The role of controller in SDN approach
Multiple controllers may be used to reduce the latency or increase the scalability and fault tolerance of the OpenFlow (SDN) deployment. OpenFlow allows the connection of multiple controllers to a switch, which would allow backup controllers to take over in the event of a failure. Onix and HyperFlow take the idea further by attempting to maintain a logically centralized, but physically distributed control plane. This decreases the lookup overhead by enabling communication with local controllers, while still allowing applications to be written with a simplified central view of the network. The potential main downside of this approach is maintaining the consistent state in the overall distributed system. This may cause Net Apps, that believe they have an accurate view of the network, to act incorrectly due to inconsistency in the global network state.

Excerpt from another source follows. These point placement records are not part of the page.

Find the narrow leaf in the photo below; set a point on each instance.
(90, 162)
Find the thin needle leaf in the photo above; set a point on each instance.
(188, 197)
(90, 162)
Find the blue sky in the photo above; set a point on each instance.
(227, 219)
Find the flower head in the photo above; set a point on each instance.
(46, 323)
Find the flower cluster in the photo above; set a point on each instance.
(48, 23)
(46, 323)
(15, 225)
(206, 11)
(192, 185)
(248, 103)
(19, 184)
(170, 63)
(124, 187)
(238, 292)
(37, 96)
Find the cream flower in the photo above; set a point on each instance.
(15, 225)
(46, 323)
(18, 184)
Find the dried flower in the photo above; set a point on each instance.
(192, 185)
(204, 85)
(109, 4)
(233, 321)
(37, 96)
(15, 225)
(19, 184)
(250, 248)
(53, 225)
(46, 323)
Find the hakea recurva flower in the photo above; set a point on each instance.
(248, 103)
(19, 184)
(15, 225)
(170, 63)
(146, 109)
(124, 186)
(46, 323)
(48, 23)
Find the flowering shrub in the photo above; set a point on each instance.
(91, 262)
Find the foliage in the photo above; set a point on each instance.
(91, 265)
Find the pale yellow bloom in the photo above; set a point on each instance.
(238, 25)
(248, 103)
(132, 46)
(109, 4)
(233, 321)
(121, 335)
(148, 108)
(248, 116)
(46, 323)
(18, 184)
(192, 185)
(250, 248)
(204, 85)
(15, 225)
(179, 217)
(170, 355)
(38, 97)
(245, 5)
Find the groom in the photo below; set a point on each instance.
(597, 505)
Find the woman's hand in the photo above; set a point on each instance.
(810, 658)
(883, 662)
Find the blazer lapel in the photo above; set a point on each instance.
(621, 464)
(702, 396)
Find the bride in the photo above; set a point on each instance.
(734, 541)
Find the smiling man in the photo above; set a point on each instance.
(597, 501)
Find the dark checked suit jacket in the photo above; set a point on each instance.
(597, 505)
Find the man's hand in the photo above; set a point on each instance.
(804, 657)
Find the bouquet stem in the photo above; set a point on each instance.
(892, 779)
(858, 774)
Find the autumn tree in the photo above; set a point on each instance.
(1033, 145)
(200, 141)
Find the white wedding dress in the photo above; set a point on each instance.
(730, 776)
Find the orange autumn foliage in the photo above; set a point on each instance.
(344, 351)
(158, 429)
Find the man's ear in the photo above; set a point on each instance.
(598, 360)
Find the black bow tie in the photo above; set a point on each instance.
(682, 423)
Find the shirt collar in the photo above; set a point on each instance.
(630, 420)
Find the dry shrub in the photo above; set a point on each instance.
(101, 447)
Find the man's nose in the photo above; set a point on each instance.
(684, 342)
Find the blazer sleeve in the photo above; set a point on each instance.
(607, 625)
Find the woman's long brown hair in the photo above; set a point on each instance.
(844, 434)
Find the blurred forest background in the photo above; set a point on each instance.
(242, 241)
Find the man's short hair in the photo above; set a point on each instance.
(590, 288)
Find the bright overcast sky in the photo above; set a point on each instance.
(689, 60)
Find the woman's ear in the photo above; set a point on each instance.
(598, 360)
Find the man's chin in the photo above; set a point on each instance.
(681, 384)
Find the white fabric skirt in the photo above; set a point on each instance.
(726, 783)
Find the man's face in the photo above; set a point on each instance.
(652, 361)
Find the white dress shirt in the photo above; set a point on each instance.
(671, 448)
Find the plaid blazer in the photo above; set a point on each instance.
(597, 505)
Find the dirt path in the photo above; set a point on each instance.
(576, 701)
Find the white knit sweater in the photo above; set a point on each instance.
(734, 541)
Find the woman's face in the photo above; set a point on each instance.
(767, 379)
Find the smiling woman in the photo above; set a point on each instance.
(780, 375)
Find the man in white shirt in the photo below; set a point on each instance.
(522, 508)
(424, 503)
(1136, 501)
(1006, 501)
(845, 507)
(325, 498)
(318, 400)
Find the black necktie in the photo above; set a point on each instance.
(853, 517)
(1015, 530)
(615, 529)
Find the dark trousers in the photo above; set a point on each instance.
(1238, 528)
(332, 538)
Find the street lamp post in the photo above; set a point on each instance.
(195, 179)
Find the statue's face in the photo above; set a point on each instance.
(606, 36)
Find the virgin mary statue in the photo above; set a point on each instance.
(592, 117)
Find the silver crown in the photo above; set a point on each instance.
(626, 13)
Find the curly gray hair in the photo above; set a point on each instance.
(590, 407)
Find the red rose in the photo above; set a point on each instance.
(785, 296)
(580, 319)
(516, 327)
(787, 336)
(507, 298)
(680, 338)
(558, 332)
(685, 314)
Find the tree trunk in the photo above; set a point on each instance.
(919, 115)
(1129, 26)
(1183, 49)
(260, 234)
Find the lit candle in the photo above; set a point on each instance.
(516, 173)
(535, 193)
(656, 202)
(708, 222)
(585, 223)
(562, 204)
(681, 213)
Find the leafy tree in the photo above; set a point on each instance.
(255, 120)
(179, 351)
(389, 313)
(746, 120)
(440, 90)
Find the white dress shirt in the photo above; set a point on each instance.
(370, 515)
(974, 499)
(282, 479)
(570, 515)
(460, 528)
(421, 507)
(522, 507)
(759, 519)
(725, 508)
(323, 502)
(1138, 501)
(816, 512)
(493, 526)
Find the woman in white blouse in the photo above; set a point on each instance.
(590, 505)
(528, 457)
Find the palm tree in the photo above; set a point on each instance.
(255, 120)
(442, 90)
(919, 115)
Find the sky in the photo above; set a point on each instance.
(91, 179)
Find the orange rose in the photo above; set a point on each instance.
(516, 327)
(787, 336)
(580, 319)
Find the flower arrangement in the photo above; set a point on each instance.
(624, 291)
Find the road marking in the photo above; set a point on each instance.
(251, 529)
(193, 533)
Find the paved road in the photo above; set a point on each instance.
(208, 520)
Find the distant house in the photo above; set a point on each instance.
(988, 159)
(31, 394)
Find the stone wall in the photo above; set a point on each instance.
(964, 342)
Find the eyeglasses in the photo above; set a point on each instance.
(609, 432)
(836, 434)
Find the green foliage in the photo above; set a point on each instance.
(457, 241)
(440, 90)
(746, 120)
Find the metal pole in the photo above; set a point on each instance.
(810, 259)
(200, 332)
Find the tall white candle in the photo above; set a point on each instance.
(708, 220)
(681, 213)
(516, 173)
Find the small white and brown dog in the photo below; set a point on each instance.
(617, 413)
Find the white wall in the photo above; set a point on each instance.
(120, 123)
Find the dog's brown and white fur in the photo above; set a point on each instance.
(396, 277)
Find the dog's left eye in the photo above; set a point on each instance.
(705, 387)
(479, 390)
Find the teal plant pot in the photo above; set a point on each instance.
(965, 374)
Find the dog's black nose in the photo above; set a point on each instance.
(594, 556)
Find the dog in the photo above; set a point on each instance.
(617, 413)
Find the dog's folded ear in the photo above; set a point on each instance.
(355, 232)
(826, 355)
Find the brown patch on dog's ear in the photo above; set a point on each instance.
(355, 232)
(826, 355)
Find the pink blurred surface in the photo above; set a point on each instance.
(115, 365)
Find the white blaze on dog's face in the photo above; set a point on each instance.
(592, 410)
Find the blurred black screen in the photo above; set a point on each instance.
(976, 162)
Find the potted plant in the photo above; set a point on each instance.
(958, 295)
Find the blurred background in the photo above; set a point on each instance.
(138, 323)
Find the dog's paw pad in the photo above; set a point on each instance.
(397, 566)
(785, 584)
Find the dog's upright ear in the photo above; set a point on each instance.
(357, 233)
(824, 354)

Recalling the operating system analogy, an OpenFlow controller acts as a network operating system and should implement at least two interfaces: a southbound interface that allows OpenFlow switches to communicate with the controller, and a northbound interface that presents a programmable application programming interface (API) to network control and management applications (that is, Net Apps). The existing southbound interface is OpenFlow protocol as an early SDN southbound interface implementation. External control and management systems/software or network services may wish to extract information about the underlying network or enforce policies, or control an aspect of the network behavior. Besides, a primary OpenFlow controller may need to share policy information with a backup controller, or to communicate with other controllers across multiple control domains. While the southbound interface (for example, OpenFlow or ForCES, http://datatracker.ietf.org/wg/forces/charter/) is well defined and can be considered as a de facto standard, there is no widely accepted standard for northbound interactions, and they are more likely to be implemented on a use-case basis for particular applications.